In 1965 he came to the United States and settled in Atlanta. There he obtained a position at the Georgia Institute of Technology in their scientific glass blowing laboratory. During this time he continued his studies of glass as an art form at Emory University and Georgia State.

While working at Georgia Tech, Frabel created crystal glass sculptures as gifts for friends, partners and business associates, inspiring him to become a full-time artist.

Over the next 40 years he followed the European tradition of apprentice and master. As the master artist he passed his skills on to a handpicked group of apprentices and associates, who after many years of training, became master artists in their own right. Among his students was Ginny Ruffner.

"Although Frabel’s art received much attention in the Atlanta area, his international breakthrough as a glass artist was not recognized until 1978 when his pop art sculpture “Hammer and Nails” was utilized as the main (feature) piece of the New Glass Art Exhibition" For the next few years the exhibition toured the world visiting museums in major cities. The Hammer and Nails can now be found in the permanent collection of the National Building Museum in Washington D.C.

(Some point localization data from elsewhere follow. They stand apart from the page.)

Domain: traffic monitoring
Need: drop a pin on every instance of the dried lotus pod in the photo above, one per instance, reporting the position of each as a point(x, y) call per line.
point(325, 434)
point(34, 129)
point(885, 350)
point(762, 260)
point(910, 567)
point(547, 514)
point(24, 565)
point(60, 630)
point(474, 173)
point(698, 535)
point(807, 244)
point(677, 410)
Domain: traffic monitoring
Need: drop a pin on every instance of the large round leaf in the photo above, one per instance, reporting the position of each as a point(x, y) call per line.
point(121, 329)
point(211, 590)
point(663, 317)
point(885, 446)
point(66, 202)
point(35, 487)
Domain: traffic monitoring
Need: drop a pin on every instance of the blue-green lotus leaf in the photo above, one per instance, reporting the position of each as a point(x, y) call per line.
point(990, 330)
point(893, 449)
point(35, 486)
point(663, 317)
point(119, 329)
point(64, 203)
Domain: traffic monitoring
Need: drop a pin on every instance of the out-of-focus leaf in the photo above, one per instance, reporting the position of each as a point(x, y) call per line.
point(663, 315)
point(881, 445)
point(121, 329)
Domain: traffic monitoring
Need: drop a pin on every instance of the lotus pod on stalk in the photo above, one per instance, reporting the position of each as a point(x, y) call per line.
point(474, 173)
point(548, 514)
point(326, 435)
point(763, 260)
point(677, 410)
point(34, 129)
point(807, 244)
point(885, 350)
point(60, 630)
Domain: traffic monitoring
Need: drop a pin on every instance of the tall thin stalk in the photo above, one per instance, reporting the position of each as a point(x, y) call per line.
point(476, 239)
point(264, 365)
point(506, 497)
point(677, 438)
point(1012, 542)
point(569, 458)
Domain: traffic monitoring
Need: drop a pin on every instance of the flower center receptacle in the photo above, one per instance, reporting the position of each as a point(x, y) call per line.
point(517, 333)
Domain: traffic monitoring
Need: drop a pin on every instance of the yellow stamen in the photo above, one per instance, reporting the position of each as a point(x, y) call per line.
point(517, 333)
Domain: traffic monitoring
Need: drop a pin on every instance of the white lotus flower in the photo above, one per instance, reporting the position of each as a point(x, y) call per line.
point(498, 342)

Frabel's work embodies a host of mixed expressions, which find their voice in the enormous diversity of his art. His rapid exhaustion of any given subject matter and his sudden interest in a new field have given him the reputation of impetuosity in the field of torch-worked glass art. His unusual precision at the torch, developed through the rigor of the master craftsman system of Germany, has earned him the nickname "Machine Hands."

Over the years Frabel's reputation as a master in glass art has spread worldwide beyond the glass community. "Frabel art pieces can be found in public and private collections in over 80 countries worldwide." Some famous collectors of Frabel glass art include Queen Elizabeth II of the United Kingdom, the Emperor and Empress of Japan, current and former heads of governments such as Jimmy Carter, Ronald Reagan, Margaret Thatcher, Anwar Sadat as well as museums in London, Paris, Tokyo, Dresden, Valencia, Corning, San Francisco, New York and Washington D.C.

"Until the mid nineties the Frabel Studio created art pieces almost exclusively in clear borosilicate – a strong, brilliant crystal that is resistant to scratches and which if broken can usually be restored without a trace of damage." In the early 1990s the Frabel Studio explored the use of color which has been part of its art collection ever since. "Other techniques the Studio employs are sandblasting and painting. Sandblasting gives the sculpture a frosted, highlighted appearance."

==Special exhibitions==

Atlanta Botanical Gardens
Hans Godo Frabel in front of his Large Cube with Imploding Glass Spheres Atlanta Botanical Garden, 2007.
Amolops cremnobatus (Loa Torrent Frog) 4"x3"x2", Atlanta Botanical Garden, 2007.
Green Branch with 5 Frosted Sprites 19"x9"x13", Atlanta Botanical Garden, 2007.